Definition: Let $\ell_2$ be the linear space that consists of all sequences $x=(x_n)$ in $\mathbb{F}$ for which $\sum\limits_{n=1}^{\infty}|x_n|^2<\infty$. Then $\|x\|_2=(\sum\limits_{n=1}^{\infty}|x_n|^2)^{\frac{1}{2}}$ is a norm on $\ell_2$, and $\ell_2$ is a Banach space with respect to this norm. Let $c_{00}$ be the linear space of all sequences in $\mathbb{F}$ that are eventually zero. Then $c_{00}$ is a linear subspace of $\ell_2$.
Equip $c_{00}$ with $\|\cdot\|_2$. Let $B$ be the norm closed unit ball of $c_{00}$. I want to show $B$ is not weakly compact. It suffices to show that there every sequence $(x_n)$ in $B$ such that has no weakly cluster point $x$ in $B$.
In fact, let $y=(y_n)\in\ell_2$. Then $f_y(x)=\sum\limits_{n=1}^{\infty}x_ny_n$ ($x=(x_n)\in c_{00}$) defines a bounded linear functional on $c_{00}$; that is $f_y\in {c_{00}}^*$.
I saw this. And I am trying to use it to find an example. But I am stuck. Can anyone help me? Thank you!
Best Answer
In this answer to your previous question we considered the sequence $(x_n)_n$ defined as $$x_n = \left(\frac12, \frac14, \frac18, \ldots, \frac1{2^n}, 0, 0, \ldots\right) \in B$$
We then showed that the sets $E_n = \{x_k : k \ge n\}$ are weakly closed and satisfy $\bigcap_{n=1}^\infty E_n = \emptyset$.

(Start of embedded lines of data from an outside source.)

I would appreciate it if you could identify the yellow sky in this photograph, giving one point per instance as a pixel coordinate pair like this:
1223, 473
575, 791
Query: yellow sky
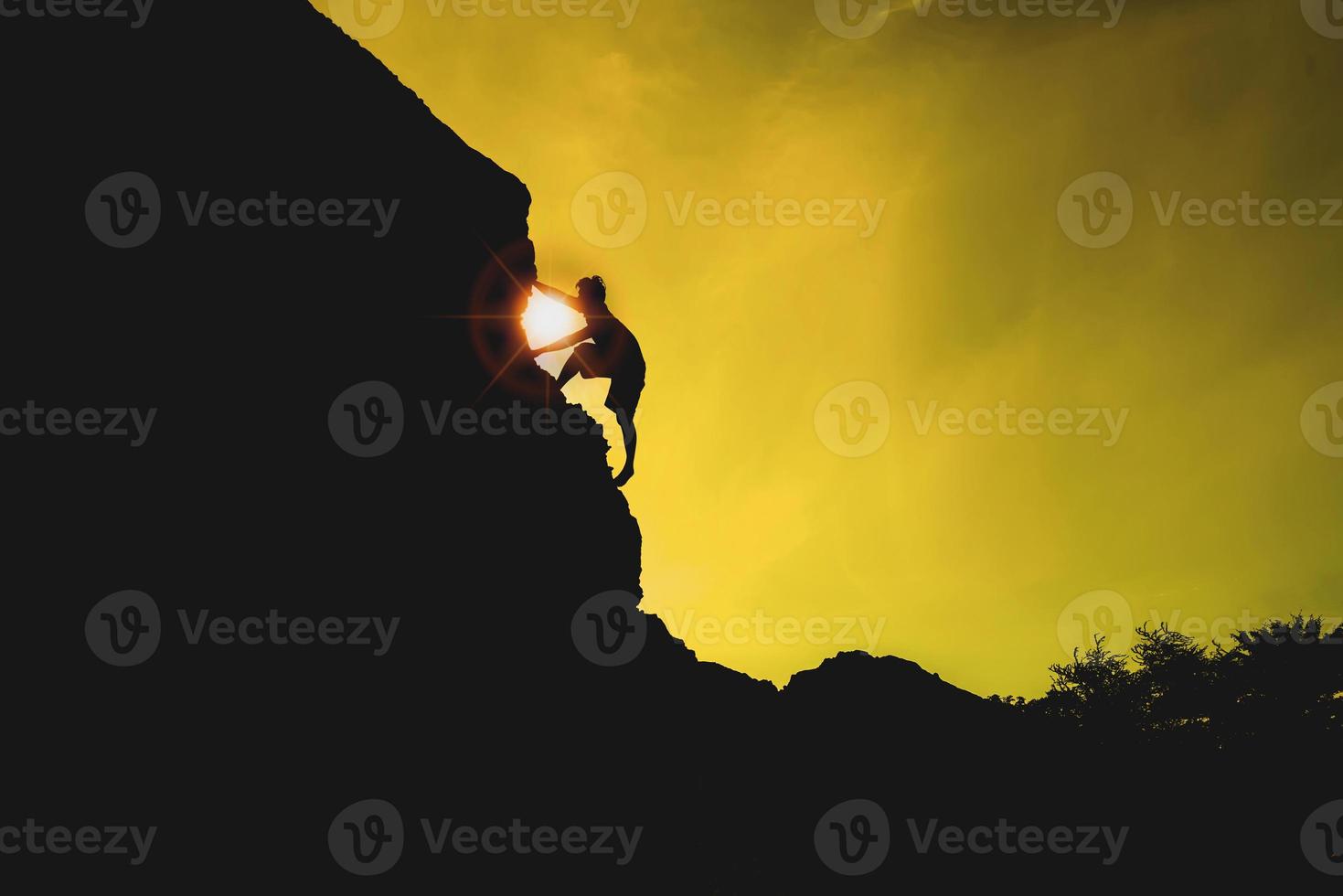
965, 283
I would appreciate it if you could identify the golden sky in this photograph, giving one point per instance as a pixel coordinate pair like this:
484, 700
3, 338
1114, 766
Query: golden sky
910, 214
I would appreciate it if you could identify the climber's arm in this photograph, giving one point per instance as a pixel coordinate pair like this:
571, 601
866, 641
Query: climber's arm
558, 294
572, 338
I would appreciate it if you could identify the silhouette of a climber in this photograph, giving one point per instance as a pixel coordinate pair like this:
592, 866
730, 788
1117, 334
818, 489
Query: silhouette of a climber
614, 354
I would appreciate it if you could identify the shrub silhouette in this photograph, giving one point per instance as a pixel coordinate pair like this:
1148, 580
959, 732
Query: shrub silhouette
1274, 686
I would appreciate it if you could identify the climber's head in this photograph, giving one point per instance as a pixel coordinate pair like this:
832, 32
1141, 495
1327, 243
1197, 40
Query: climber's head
592, 293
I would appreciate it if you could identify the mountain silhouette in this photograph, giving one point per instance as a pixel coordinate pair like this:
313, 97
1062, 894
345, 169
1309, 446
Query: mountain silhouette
278, 360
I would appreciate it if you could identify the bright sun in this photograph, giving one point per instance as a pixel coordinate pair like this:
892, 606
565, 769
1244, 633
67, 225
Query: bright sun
547, 320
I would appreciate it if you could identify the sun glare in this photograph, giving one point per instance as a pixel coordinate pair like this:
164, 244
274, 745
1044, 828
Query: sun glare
547, 320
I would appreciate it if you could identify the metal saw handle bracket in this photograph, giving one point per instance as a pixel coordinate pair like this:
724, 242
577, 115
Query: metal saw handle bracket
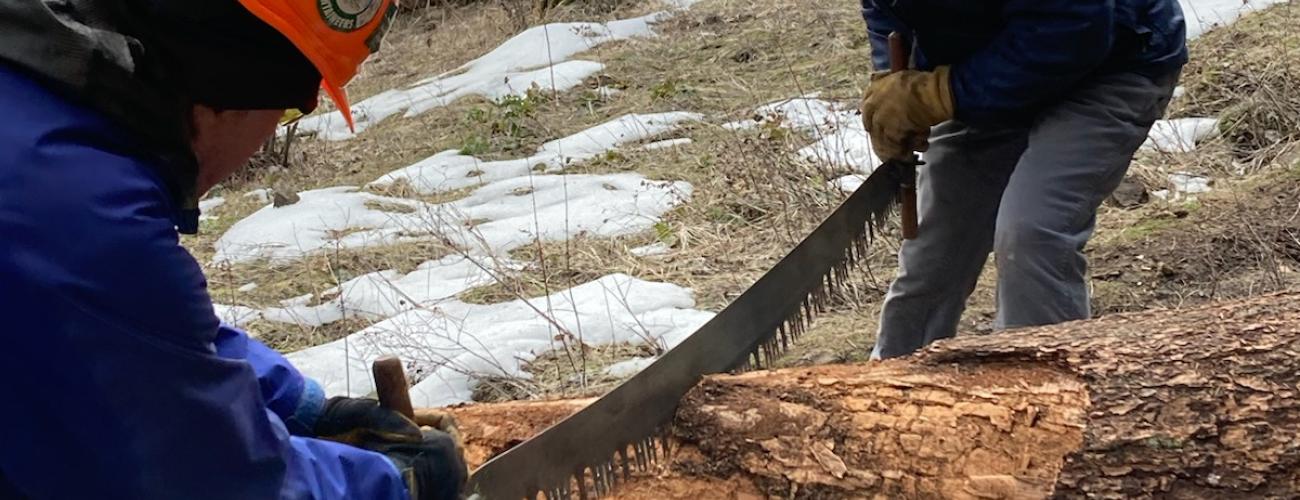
391, 386
900, 57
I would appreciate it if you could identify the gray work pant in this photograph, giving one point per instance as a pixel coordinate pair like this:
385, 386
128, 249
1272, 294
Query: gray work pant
1027, 194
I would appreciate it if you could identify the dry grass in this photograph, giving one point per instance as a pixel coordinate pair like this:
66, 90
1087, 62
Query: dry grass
1248, 74
753, 198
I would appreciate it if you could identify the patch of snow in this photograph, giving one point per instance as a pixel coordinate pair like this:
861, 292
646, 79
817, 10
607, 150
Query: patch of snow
667, 143
495, 218
849, 183
450, 346
628, 368
1179, 135
212, 203
536, 57
1187, 183
204, 205
1204, 14
741, 125
451, 170
235, 314
261, 195
382, 294
840, 138
606, 92
657, 248
321, 218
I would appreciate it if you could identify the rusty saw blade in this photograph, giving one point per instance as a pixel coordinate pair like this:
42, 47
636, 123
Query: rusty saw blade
599, 446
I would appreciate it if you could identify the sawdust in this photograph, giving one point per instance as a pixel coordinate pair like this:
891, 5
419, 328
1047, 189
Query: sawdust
492, 429
1191, 403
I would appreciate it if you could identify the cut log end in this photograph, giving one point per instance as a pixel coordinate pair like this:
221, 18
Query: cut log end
1188, 404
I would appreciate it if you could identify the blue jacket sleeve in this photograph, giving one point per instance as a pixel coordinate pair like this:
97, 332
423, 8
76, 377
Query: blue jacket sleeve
294, 399
1045, 47
880, 24
109, 339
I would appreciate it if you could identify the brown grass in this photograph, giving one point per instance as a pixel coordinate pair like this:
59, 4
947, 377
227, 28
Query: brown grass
753, 199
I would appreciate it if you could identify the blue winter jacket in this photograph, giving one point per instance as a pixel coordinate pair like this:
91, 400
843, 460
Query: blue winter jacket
1009, 57
121, 382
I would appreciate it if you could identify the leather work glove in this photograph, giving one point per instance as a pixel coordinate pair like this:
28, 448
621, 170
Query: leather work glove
900, 108
433, 468
356, 421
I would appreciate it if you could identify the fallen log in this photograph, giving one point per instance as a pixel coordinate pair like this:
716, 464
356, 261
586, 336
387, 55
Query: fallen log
1188, 404
1194, 403
492, 429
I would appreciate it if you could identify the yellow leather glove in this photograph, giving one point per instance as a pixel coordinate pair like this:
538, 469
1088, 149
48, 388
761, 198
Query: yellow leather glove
900, 108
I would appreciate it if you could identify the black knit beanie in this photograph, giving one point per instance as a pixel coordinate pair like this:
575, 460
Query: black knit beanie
225, 57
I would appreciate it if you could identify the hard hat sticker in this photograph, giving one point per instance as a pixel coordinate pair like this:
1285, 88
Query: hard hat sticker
347, 14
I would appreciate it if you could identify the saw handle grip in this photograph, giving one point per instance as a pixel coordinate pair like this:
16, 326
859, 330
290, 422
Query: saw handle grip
900, 53
900, 57
391, 386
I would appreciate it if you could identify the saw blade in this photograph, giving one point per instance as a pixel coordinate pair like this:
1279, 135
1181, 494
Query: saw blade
601, 444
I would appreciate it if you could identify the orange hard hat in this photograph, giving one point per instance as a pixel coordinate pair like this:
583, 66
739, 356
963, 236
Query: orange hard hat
336, 35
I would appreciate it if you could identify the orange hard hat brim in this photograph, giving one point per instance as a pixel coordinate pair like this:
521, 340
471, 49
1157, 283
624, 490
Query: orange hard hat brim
312, 50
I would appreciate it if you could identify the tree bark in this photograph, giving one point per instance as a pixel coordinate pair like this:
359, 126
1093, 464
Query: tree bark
1187, 404
1195, 403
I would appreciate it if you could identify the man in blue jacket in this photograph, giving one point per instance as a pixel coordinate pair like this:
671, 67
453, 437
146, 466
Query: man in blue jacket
1028, 112
121, 382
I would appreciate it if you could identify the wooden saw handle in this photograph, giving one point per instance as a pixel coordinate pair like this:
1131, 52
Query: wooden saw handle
391, 386
900, 57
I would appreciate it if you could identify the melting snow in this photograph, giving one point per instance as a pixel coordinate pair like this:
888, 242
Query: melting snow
1204, 14
497, 217
449, 347
1188, 183
651, 250
667, 143
536, 57
629, 368
1179, 135
451, 170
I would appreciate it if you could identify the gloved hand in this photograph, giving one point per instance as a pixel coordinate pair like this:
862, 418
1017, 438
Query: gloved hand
356, 421
433, 468
900, 108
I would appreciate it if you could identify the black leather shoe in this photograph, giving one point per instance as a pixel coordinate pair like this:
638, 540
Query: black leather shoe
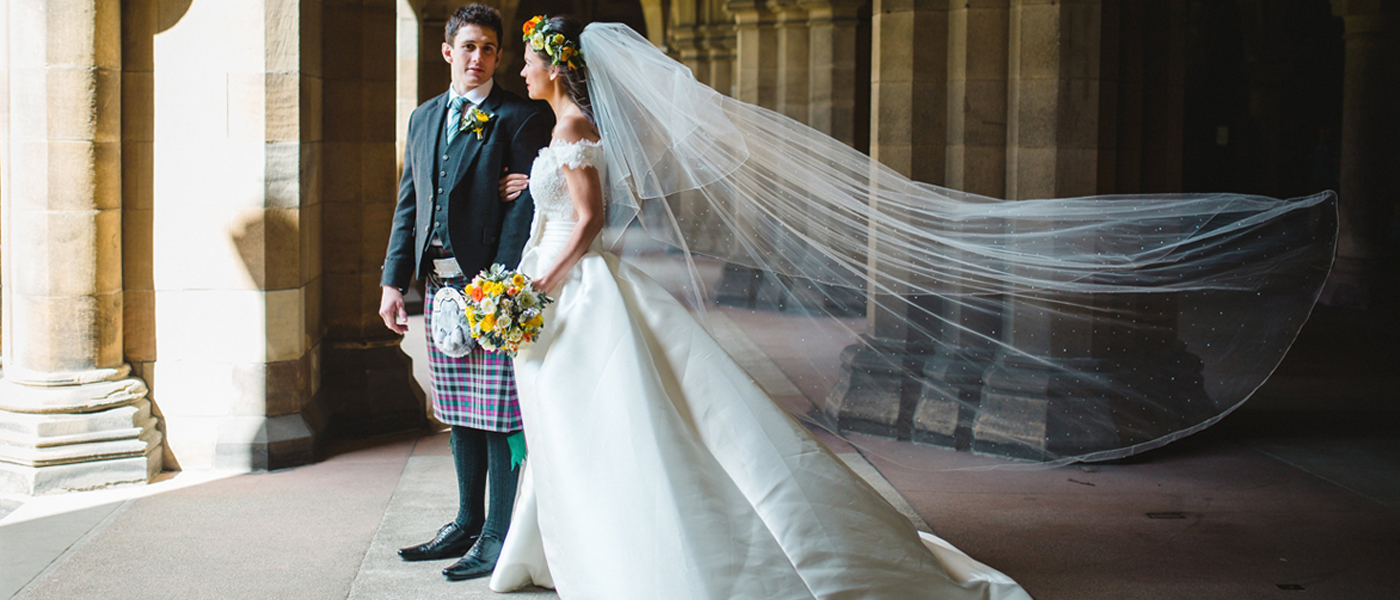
478, 562
451, 541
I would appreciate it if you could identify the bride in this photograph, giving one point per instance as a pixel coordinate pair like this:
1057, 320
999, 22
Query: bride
657, 467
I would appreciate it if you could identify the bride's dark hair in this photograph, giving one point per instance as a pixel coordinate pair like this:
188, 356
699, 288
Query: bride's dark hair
574, 79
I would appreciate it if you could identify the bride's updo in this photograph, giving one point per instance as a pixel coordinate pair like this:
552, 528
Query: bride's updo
555, 41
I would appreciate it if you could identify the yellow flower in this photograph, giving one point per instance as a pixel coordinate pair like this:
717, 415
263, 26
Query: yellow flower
532, 24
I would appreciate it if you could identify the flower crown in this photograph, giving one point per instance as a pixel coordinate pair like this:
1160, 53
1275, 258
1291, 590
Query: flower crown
559, 48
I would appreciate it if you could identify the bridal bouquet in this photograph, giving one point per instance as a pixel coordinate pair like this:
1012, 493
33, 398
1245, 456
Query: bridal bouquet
503, 311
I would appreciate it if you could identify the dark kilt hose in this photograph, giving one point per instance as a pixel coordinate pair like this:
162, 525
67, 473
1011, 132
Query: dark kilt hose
476, 390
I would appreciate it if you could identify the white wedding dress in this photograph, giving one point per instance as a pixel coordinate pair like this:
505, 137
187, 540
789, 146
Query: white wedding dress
660, 470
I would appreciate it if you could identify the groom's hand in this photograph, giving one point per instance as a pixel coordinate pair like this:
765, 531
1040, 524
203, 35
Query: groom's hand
513, 185
392, 312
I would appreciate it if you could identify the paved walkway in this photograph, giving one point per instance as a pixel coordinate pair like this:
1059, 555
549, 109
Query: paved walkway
1232, 513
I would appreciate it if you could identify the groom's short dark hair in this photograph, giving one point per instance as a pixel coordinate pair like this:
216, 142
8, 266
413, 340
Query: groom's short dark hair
475, 14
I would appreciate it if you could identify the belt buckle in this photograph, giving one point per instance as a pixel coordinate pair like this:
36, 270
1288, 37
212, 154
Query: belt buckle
447, 269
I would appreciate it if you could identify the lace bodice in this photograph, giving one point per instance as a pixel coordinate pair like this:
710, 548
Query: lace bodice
546, 175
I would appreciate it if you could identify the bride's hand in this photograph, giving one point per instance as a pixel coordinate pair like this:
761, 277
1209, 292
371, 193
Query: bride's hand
513, 185
545, 284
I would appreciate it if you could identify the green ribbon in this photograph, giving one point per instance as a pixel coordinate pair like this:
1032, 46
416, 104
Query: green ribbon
517, 442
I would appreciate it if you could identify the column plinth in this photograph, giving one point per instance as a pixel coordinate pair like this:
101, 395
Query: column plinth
72, 417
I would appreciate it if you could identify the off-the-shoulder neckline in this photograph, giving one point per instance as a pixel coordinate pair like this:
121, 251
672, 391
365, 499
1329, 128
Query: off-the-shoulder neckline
580, 141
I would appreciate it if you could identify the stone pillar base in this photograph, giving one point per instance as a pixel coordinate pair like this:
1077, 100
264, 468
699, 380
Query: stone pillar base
1029, 410
951, 390
72, 438
870, 393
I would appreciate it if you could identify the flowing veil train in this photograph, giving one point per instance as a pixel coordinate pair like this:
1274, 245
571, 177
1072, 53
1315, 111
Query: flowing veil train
660, 467
1092, 327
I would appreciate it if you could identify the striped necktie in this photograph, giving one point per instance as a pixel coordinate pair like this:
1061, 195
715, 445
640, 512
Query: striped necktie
454, 118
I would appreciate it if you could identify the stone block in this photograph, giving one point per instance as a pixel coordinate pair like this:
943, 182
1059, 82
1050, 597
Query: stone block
137, 245
986, 51
137, 35
23, 480
52, 399
220, 325
282, 248
342, 168
137, 105
986, 113
1038, 37
381, 182
286, 322
1036, 113
984, 171
312, 95
311, 242
315, 329
378, 111
868, 392
1078, 113
139, 325
247, 105
137, 175
282, 106
65, 333
1075, 172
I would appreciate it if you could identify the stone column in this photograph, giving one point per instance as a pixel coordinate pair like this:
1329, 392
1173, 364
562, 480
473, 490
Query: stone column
878, 386
1367, 200
235, 231
790, 21
836, 90
1060, 390
756, 53
720, 41
368, 383
70, 416
976, 162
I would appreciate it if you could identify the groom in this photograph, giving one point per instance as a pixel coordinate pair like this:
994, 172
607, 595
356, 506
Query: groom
448, 225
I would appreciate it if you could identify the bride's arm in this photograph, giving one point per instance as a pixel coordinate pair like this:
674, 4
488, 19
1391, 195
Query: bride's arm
587, 192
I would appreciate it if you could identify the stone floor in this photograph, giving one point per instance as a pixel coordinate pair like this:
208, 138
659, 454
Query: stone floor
1280, 500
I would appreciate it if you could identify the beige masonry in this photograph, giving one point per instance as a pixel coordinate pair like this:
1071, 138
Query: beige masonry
191, 231
70, 416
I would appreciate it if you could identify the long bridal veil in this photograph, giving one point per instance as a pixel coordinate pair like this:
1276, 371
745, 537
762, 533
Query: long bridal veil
1050, 330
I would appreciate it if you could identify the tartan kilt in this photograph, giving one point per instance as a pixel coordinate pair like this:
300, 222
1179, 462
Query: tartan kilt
476, 390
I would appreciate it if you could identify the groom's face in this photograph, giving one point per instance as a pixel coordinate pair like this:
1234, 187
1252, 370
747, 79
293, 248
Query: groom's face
473, 53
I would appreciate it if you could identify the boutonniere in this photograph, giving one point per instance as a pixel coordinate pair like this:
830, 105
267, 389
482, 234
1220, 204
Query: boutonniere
476, 120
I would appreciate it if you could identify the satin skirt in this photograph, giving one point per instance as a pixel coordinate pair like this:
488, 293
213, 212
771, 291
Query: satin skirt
658, 469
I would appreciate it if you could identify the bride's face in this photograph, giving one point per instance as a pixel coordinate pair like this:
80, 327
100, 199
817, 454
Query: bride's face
539, 77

By taking complements we get $\bigcup_{n=1}^\infty E_n^c = c_{00}$.
Assume that $(x_n)_n$ has a weak limit point $y \in c_{00}$. Then there exists $n \in \mathbb{N}$ such that $y \in E_n^c$. Therefore $E_n^c$ is a weakly open neighbourhood of $y$ so $E_n^c$ contains infinitely many terms of the sequence $(x_n)_n$.
But this is a direct contradiction with $E_n = \{x_k : k \ge n\}$.